PALESTINE: Hamas leader offers Israelis long-term truce

November 17, 1993
Issue 

In the January 25 elections to the Palestinian Legislative Council, the Islamic Resistance Movement (Hamas) won a landslide victory. The US and the European Union have stated that unless Hamas renounces violence, disarms and changes its 1988 charter calling for the replacement of the Jewish state with an Islamic state, they will cut off aid to the Palestinian Authority.

These governments have never made it a condition of the massive military and economic aid they give to Israel that it renounces violence, disarms and ends the Zionist colonisation of the Palestinian nation's homeland. Nor have they made it a condition of aiding Israel that it abides by UN Security Council resolutions and withdraws its army to Israel's 1967 borders.

On February 7, acting Israeli PM Ehud Olmert announced his government's intention to annex the Jordan Valley and major Israeli settlement blocks in the West Bank, thus leaving any future independent Palestinian state on the West Bank entirely surrounded by Israel and without a direct link to neighbouring countries.

The following is an abridged version of a statement issued on January 31 by Khalid Mishal, the Damascus-based head of the political bureau of Hamas, that first appeared in English in the London Guardian newspaper, in which he outlined Hamas' proposal for negotiated solution to the Israeli-Palestinian conflict.

The day Hamas won the Palestinian democratic elections, the world's leading democracies failed the test of democracy. Rather than recognise the legitimacy of Hamas as a freely elected representative of the Palestinian people, seize the opportunity created by the result to support the development of good governance in Palestine and search for a means of ending the bloodshed, the US and EU threatened the Palestinian people with collective punishment for exercising their right to choose their parliamentary representatives.

We are being punished simply for resisting oppression and striving for justice. Those who threaten to impose sanctions on our people are the same powers that initiated our suffering and continue to support our oppressors almost unconditionally. We, the victims, are being penalised while our oppressors are pampered.

The US and EU could have used the success of Hamas to open a new chapter in their relations with the Palestinians, the Arabs and the Muslims and to understand better a movement that has so far been seen largely through the eyes of the Zionist occupiers of our land.

Our message to the US and EU governments is this: Your attempt to force us to give up our principles or our struggle is in vain. Our people who gave thousands of martyrs, the millions of refugees who have waited for nearly 60 years to return home and our 9000 political and war prisoners in Israeli jails have not made those sacrifices in order to settle for close to nothing.

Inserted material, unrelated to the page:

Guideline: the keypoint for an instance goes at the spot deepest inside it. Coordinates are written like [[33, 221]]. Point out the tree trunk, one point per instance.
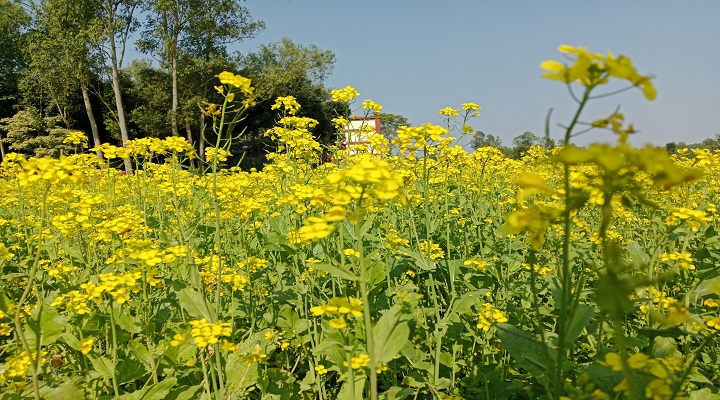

While we are keen on having friendly relations with all nations, we shall not seek friendships at the expense of our legitimate rights. We have seen how other nations, including the peoples of Vietnam and South Africa, persisted in their struggle until their quest for freedom and justice was accomplished. We are no different, our cause is no less worthy, our determination is no less profound and our patience is no less abundant.

Our message to the Palestinians is this: Our people are not only those who live under siege in the West Bank and the Gaza Strip but also the millions languishing in refugee camps in Lebanon, Jordan and Syria and the millions spread around the world unable to return home. We promise you that nothing in the world will deter us from pursuing our goal of liberation and return. We shall spare no effort to work with all factions and institutions in order to put our Palestinian house in order. Having won the parliamentary elections, our medium-term objective is to reform the PLO in order to revive its role as a true representative of all the Palestinian people, without exception or discrimination.

Our message to the Israelis is this: We do not fight you because you belong to a certain faith or culture. Jews have lived in the Muslim world for 13 centuries in peace and harmony; they are in our religion "the people of the book" who have a covenant from God and his messenger Mohammed (peace be upon him) to be respected and protected. Our conflict with you is not religious but political. We have no problem with Jews who have not attacked us — our problem is with those who came to our land, imposed themselves on us by force, destroyed our society and banished our people.

We shall never recognise the right of any power to rob us of our land and deny us our national rights. We shall never recognise the legitimacy of a Zionist state created on our soil in order to atone for somebody else's sins or solve somebody else's problem. But if you are willing to accept the principle of a long-term truce, we are prepared to negotiate the terms. Hamas is extending a hand of peace to those who are truly interested in a peace based on justice. [Reprinted from Workers World.]

From Green Left Weekly, February 15, 2006.